Disease is the main reason the trio hasn’t returned to New Orleans yet.
“You can get vaccinations against some things,” Fry acknowledged, “but there is no vaccination against malaria or typhoid, and those are major concerns.”
Fry has friends who decided to stay in New Orleans. She said they have gathered together, in commune fashion, at a residence with a pool that they treated with large amounts of chlorine tablets. They use that water for cleaning, and were given drinking water and food by the National Guard, she reported.
“I’m not sure how accurate these reports of forced evacuations are,” Fry said.
She talked to her friends that remained in New Orleans a few days ago, and they told her they were walking the streets with the National Guard Units, helping them to clean debris.
When asked about the controversy over the government’s slow response to the disaster, Fry’s only response was to distance herself from the debate. Fry reasons that everyone was in a state of awe, wondering what to do first. “Maybe our leaders could have moved a little faster,” she said, “but I am staying as far out of the blame game as possible. Everyone is pointing fingers,” she added, “but I don’t know were the blame lies, except with Katrina.”

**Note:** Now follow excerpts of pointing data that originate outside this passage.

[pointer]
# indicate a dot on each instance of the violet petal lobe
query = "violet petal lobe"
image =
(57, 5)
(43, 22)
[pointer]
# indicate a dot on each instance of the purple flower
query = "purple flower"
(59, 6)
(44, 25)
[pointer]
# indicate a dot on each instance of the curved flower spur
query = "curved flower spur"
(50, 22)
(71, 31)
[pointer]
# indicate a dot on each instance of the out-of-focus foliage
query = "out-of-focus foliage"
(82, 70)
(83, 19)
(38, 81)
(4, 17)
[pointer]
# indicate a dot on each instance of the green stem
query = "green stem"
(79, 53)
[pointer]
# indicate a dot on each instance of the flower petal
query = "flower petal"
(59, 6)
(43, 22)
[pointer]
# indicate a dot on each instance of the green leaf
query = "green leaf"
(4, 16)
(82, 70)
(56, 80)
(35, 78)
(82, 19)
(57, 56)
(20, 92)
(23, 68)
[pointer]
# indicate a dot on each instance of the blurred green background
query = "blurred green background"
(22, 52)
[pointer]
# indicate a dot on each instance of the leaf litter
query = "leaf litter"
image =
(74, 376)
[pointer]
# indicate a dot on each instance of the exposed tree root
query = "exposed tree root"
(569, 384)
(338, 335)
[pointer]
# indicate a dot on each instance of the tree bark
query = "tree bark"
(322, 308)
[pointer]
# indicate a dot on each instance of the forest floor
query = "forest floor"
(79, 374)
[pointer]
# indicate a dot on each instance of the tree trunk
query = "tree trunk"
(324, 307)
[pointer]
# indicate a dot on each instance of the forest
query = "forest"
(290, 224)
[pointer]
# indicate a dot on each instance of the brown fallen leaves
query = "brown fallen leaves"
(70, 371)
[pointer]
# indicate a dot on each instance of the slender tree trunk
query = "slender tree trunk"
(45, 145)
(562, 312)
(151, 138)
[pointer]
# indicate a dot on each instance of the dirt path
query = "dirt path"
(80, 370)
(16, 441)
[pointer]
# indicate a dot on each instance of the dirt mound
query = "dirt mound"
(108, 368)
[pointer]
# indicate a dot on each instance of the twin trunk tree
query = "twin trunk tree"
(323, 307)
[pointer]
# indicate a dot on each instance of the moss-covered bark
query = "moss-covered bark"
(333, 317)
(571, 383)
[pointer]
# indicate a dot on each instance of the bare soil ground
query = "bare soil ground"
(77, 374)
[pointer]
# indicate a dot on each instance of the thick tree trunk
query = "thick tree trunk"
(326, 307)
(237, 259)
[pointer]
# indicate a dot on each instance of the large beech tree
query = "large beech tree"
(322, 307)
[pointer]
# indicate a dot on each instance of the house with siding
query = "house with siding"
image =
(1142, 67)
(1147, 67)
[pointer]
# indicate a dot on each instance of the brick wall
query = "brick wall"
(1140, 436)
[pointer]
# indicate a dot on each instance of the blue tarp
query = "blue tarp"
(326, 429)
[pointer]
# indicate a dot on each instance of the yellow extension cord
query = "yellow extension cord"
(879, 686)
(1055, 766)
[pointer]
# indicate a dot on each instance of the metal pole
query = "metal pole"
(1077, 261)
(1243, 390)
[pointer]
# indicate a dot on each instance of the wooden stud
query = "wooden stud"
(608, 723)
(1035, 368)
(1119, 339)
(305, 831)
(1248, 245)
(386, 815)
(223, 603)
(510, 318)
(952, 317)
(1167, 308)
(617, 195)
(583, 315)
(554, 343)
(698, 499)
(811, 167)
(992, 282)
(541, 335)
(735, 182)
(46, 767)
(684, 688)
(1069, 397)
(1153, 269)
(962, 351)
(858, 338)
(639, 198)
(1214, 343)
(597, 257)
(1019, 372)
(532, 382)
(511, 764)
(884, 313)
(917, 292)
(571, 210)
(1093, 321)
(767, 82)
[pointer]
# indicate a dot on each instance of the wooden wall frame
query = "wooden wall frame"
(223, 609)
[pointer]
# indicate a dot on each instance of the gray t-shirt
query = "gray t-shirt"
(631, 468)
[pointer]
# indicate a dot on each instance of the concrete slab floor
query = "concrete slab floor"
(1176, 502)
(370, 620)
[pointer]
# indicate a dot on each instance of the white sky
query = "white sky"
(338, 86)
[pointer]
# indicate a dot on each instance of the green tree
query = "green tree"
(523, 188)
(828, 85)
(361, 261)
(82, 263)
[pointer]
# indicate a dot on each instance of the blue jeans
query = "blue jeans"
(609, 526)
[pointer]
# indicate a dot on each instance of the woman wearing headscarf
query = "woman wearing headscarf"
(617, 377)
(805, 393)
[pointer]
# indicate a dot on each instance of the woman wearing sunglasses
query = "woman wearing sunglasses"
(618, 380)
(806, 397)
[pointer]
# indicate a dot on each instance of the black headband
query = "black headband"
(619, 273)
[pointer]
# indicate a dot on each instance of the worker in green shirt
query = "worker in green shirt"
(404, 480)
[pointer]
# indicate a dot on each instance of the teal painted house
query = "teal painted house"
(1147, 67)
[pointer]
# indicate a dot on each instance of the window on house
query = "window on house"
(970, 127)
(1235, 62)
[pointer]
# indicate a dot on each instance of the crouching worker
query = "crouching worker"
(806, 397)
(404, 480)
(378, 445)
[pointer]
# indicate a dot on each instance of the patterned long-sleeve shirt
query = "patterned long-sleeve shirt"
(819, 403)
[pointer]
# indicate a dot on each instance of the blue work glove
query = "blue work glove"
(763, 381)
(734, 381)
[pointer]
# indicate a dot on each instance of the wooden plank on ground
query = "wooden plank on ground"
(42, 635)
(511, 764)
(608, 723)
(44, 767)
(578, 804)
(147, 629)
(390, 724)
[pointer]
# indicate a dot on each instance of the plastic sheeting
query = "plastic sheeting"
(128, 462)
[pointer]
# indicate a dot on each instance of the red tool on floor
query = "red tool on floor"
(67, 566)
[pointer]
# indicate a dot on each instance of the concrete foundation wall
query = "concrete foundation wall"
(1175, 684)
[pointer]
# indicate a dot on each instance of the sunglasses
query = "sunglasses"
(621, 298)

Blame and accusations have little to do with the day-to-day life of surviving a disaster the magnitude of which Katrina visited on the place that Fry and her family still calls home. It is more about looking ahead, she insists, and about being thankful for what they do have, and the way people have pitched in to help.
Fry worries when she watches news reports on the plight of some victims of Katrina.

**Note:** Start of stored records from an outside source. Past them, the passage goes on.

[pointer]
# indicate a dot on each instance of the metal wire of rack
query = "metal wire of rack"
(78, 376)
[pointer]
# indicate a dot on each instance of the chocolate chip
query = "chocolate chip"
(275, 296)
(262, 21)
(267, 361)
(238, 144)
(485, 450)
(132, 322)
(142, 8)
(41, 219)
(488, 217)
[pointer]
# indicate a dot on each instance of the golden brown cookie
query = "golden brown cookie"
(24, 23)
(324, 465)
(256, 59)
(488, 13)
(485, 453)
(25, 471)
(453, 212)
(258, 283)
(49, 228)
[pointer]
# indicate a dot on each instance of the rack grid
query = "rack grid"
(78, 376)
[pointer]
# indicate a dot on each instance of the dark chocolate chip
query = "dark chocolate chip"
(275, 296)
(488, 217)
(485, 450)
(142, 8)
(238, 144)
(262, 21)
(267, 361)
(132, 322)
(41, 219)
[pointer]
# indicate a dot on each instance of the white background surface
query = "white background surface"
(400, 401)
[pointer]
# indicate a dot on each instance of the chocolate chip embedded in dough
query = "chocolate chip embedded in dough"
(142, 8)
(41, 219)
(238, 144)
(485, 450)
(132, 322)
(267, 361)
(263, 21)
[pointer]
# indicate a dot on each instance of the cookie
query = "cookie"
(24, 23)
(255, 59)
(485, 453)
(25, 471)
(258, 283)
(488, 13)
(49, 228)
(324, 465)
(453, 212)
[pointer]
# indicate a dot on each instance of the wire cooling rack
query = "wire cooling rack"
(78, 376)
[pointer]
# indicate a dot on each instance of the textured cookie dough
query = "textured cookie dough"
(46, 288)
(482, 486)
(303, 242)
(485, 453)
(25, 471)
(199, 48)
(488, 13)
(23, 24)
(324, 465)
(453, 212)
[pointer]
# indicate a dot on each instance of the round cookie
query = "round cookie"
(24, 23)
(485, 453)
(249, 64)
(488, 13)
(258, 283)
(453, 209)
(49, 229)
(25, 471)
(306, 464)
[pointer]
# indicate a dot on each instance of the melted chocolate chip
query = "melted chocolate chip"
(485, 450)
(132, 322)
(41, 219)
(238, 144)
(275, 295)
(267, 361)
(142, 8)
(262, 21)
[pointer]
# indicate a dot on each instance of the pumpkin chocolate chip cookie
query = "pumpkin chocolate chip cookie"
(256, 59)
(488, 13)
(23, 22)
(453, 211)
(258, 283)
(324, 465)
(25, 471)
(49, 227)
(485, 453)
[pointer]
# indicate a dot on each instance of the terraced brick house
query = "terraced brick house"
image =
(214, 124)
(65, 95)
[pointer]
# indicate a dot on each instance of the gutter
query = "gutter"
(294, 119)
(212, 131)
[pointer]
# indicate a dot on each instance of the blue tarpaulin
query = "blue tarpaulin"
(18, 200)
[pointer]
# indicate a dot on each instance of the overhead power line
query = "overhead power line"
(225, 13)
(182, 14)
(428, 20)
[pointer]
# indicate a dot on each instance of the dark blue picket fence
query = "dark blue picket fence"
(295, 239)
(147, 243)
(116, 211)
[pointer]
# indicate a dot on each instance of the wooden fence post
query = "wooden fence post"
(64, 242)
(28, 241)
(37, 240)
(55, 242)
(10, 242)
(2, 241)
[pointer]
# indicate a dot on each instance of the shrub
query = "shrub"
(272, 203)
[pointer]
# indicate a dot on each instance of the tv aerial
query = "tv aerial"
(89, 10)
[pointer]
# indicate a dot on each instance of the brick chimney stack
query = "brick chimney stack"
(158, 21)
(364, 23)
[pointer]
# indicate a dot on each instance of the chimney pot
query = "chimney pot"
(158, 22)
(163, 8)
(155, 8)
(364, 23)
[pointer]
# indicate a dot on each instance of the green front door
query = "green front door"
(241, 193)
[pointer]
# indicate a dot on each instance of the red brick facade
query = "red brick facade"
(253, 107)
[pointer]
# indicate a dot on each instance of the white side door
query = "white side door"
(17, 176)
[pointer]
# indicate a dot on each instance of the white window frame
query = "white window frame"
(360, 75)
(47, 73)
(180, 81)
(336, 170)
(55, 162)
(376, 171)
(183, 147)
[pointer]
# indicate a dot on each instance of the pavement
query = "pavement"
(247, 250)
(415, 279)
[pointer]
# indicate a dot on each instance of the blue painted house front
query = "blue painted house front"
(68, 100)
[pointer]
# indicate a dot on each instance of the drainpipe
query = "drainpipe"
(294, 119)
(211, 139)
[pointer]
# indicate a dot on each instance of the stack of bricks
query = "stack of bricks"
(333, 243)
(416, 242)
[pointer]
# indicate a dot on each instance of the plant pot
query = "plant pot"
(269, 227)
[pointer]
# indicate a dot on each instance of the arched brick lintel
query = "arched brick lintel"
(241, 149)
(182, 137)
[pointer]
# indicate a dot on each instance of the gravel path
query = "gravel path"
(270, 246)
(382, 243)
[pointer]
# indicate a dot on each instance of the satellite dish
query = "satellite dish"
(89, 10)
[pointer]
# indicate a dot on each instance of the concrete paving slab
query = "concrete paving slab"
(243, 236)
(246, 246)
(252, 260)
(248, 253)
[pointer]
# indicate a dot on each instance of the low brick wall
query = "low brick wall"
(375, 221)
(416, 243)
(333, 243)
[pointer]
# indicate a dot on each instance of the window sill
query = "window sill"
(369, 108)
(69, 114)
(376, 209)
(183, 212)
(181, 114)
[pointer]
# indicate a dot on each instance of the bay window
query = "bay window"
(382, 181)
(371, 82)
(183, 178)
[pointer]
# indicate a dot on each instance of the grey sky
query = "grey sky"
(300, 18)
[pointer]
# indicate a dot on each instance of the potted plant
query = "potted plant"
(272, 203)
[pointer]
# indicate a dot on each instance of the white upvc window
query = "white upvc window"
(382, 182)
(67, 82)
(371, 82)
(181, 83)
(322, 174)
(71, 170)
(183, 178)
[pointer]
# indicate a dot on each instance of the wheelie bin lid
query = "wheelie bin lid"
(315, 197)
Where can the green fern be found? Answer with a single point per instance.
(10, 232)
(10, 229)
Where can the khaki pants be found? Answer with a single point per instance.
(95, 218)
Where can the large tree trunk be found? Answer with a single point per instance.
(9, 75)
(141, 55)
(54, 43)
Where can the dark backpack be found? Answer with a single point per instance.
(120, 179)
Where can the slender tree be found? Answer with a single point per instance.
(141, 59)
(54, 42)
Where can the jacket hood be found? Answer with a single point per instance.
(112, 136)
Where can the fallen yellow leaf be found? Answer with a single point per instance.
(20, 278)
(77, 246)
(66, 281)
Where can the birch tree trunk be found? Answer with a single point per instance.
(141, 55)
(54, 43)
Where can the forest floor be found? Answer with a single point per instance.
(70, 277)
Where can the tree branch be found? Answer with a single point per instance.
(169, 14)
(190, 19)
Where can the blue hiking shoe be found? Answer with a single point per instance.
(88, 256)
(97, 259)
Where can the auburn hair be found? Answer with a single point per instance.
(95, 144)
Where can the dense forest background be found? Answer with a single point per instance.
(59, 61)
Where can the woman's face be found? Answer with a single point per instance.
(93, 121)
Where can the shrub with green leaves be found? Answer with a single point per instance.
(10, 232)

She said it’s hard to see people cramped together with families, living in crowded shelters, and to see the conditions in the Astrodome and the Superdome, when they themselves have been so fortunate. Looking around the luxurious surroundings of their host hotel, Fry said she feels lucky she ended up coming to Florida, where people have the empathy to go along with the sympathy, and are going beyond the call of duty to help out.
Fry calls the assistance from the Red Cross, and from the Hyatt Regency Coconut Point Resort, nothing short of amazing. She said the hotel staff has been wonderful to them, not only donating the room they are living in temporarily, but feeding them in the employee cafeteria, providing use of a staff washer and dryer, and giving them access to all the hotel services and facilities.
“We had no idea so much help was available at first,” Fry remembers. But when they contacted the Red Cross, they were not only put up at the hotel, but given WalMart vouchers ($260 for the couple, $180 for her mother), as well as a voucher to replace Farley’s prescription glasses that had been lost, boxes of dry goods, toiletries, and clothing, as well as a $485 debit card for herself and Farley, and a $180 card for her mother. In addition, FEMA just announced Wednesday the availability of $2,000 debit cards for victims.
“We filed online for those yesterday,” she said, “but no matter how generous the help, it still might not cover the lost wages or travel.” Nor can it make up for the trauma, or the possibility that they have lost their home and everything in it.
“This is very relaxing,” Fry said, her gesture encompassing the landscaped pool and waterfall as well as the luxury hotel itself, “until we remember what is going on at home.” But with nothing left to do but play the waiting game, Fry and her family are grateful for their home away from home, and the generosity of their new Lee County neighbors.